Why I post here so seldom - answered?
Dec. 23rd, 2019 02:15 am
December 21, 2019 - me, spending time with my fantastic daughter, a couple of days past her fourth month on Earth.
The photo has nothing to do with the post; if anything, I've posted more in the year or so since I found out Asta was going to enter my world, than I had in the previous several years!
No, at least in part, I blame Facebook.
Right. Nothing new there. But maybe I get why others have also blamed Facebook.
It's not so much (or at least, not just) that Facebook is a big time-suck, but how it is. It's not just the eternal scroll, as it is the Endless Options.
You can do anything with a Facebook post. You can read part of it, or click to read some more of it, or click again to read all of it.
You can respond by: ignoring it or Liking (or using one of the other half-dozen emojis) it. You can further (with or without a Like) reply to it. Through typing; through the re-posting of a meme; through a shared video; with a gif.

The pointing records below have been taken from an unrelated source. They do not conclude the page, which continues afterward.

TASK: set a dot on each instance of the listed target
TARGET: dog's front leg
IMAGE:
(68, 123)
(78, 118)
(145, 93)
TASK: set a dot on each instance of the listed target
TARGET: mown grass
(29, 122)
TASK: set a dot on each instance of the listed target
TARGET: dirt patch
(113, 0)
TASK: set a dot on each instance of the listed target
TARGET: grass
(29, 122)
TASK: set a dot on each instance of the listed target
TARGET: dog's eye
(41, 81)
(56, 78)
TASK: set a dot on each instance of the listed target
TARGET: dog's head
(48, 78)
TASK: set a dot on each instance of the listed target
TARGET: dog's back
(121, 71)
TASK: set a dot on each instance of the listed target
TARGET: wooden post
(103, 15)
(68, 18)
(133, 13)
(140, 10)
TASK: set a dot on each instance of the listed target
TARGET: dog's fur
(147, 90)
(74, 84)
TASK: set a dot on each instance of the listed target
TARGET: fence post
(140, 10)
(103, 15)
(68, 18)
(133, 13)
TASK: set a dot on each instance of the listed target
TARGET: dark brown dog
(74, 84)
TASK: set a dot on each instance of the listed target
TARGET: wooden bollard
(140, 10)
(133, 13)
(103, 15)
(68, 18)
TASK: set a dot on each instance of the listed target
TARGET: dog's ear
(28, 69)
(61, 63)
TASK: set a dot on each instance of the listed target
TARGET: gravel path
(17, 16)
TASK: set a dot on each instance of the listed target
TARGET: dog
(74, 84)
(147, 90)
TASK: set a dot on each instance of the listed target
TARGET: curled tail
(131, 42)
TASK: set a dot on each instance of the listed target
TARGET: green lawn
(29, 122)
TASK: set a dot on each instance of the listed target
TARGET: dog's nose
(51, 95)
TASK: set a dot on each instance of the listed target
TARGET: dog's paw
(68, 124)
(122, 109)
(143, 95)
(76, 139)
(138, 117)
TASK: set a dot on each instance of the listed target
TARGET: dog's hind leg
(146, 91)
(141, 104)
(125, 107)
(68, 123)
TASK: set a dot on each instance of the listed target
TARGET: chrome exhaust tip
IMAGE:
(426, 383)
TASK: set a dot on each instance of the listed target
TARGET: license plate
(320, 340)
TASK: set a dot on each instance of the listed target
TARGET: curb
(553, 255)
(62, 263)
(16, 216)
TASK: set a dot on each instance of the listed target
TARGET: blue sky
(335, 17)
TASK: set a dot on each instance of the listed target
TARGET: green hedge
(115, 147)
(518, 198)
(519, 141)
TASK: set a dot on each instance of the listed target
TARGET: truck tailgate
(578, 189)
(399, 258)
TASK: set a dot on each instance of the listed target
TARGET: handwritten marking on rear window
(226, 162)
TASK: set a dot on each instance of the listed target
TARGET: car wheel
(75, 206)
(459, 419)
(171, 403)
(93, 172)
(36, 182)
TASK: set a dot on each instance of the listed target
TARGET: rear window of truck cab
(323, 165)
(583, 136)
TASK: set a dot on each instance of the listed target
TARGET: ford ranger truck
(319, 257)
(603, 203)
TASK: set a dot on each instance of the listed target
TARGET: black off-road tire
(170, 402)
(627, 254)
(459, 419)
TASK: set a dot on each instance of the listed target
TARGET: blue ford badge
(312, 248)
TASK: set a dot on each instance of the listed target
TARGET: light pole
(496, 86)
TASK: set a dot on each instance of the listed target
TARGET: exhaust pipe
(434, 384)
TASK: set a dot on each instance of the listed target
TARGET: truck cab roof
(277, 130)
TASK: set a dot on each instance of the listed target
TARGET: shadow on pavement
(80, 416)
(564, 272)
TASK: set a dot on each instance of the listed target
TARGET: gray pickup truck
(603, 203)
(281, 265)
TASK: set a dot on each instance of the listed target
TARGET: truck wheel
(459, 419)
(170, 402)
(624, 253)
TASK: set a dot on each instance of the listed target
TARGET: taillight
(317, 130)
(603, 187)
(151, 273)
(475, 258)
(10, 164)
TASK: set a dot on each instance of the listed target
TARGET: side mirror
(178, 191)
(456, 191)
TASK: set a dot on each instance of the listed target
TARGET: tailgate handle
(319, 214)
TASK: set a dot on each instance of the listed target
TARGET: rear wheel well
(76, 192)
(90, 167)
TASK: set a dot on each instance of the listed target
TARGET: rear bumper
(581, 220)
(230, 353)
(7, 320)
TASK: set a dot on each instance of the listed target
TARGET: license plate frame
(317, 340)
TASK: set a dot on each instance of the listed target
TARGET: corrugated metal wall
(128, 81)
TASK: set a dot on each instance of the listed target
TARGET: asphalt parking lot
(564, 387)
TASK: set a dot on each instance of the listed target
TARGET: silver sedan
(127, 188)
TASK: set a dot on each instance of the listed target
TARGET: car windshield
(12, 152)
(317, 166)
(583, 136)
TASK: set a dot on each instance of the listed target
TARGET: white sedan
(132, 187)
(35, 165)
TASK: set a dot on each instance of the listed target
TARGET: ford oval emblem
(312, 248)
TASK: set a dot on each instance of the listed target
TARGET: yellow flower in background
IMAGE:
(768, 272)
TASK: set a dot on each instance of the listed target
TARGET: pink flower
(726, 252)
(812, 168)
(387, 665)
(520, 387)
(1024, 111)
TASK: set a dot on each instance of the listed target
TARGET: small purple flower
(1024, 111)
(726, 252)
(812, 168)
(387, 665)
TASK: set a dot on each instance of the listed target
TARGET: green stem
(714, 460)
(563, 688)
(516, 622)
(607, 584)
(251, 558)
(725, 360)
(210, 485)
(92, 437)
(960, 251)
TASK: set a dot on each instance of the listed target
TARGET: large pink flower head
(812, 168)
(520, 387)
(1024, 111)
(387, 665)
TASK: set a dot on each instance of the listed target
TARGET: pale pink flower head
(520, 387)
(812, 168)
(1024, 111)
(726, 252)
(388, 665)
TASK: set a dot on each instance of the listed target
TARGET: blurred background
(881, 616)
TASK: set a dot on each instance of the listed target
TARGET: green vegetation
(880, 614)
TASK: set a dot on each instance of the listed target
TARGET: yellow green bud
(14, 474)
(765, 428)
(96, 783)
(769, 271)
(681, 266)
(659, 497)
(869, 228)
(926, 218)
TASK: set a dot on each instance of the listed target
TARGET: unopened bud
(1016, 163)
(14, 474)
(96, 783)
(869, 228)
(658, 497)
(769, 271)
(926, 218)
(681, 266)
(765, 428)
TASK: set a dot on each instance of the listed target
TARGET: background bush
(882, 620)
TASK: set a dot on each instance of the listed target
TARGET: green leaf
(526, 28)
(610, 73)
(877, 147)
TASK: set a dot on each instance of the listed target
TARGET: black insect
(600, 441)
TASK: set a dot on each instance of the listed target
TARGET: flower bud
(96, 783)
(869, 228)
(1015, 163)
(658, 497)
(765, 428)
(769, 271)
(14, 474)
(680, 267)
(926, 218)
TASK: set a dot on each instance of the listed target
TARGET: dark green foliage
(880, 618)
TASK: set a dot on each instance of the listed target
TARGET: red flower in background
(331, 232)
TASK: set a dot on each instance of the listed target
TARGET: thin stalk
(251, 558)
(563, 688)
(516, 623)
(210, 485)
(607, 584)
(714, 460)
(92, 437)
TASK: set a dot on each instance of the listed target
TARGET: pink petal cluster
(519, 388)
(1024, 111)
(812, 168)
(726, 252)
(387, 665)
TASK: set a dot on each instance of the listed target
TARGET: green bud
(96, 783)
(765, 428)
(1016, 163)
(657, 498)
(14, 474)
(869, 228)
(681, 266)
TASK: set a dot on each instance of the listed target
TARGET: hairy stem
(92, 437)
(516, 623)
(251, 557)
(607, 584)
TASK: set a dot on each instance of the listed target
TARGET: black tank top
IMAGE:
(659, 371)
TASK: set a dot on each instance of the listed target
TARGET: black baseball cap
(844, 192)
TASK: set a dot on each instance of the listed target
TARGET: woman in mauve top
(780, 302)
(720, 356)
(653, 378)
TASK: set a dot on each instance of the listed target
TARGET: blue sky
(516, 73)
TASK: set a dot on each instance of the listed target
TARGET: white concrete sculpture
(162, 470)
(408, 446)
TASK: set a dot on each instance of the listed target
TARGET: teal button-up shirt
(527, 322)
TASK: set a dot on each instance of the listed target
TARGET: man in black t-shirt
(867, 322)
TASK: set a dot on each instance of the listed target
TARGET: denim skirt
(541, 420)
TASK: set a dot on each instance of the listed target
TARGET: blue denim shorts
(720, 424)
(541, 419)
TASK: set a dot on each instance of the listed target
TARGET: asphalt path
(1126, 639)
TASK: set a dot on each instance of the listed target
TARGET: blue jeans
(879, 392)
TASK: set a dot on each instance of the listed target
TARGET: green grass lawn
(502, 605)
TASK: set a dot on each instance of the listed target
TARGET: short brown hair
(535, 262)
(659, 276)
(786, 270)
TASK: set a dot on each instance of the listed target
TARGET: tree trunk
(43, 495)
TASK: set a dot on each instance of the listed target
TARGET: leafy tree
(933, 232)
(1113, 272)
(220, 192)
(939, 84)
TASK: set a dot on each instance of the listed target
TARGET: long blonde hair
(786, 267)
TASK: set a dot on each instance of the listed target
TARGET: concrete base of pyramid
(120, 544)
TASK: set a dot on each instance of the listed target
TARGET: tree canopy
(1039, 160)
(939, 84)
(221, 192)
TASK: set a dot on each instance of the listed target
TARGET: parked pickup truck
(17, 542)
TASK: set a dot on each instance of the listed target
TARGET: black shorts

If you choose words, you can actually start a conversation - but the result, more often than not - is confusing and hard to follow, because Facebook's system has been designed not to thread conversations. Unless the conversation includes only two people, it can very quickly become almost impossible to know who is speaking to who or about what at any given time.
Why bother?
All of which is to say, while I was busily trying to catch-up on my LJ and DW friends' pages, I found myself pausing, wishing I could click a Like button so that I could acknowledge my appreciation of, or support for, their posts, but the idea of replying with words, seemed ... well, hard.
Sometimes, because a post is of a kind that demands and deserves a considered reply - and I don't know the poster well enough to offer it - you just don't anything germane to say.
Sometimes, I worried that what I had to say would just be trite, a cliche.
Almost every time I wanted to, but didn't, offer a response, was because it would take time. More time than the same, or an analogous, action on Facebook would take.
And Facebook has not only trained me to read fast, and carelessly, it has trained me to be lazy in interacting with others. Through both the carrot of endless things to read and look at, and the stick of labour, of craft and of thought.
So. Y'know. I'm gonna try and spend more time here. Post more. Comment more. Work more.
Hi there! Here's to the changing of the year!
If all this is as inane as I fear it might, I still absolutely deny indulging in a Perfectly Legal psychotropic substance purchased at a licensed facility mere blocks from my abode. Absolutely deny!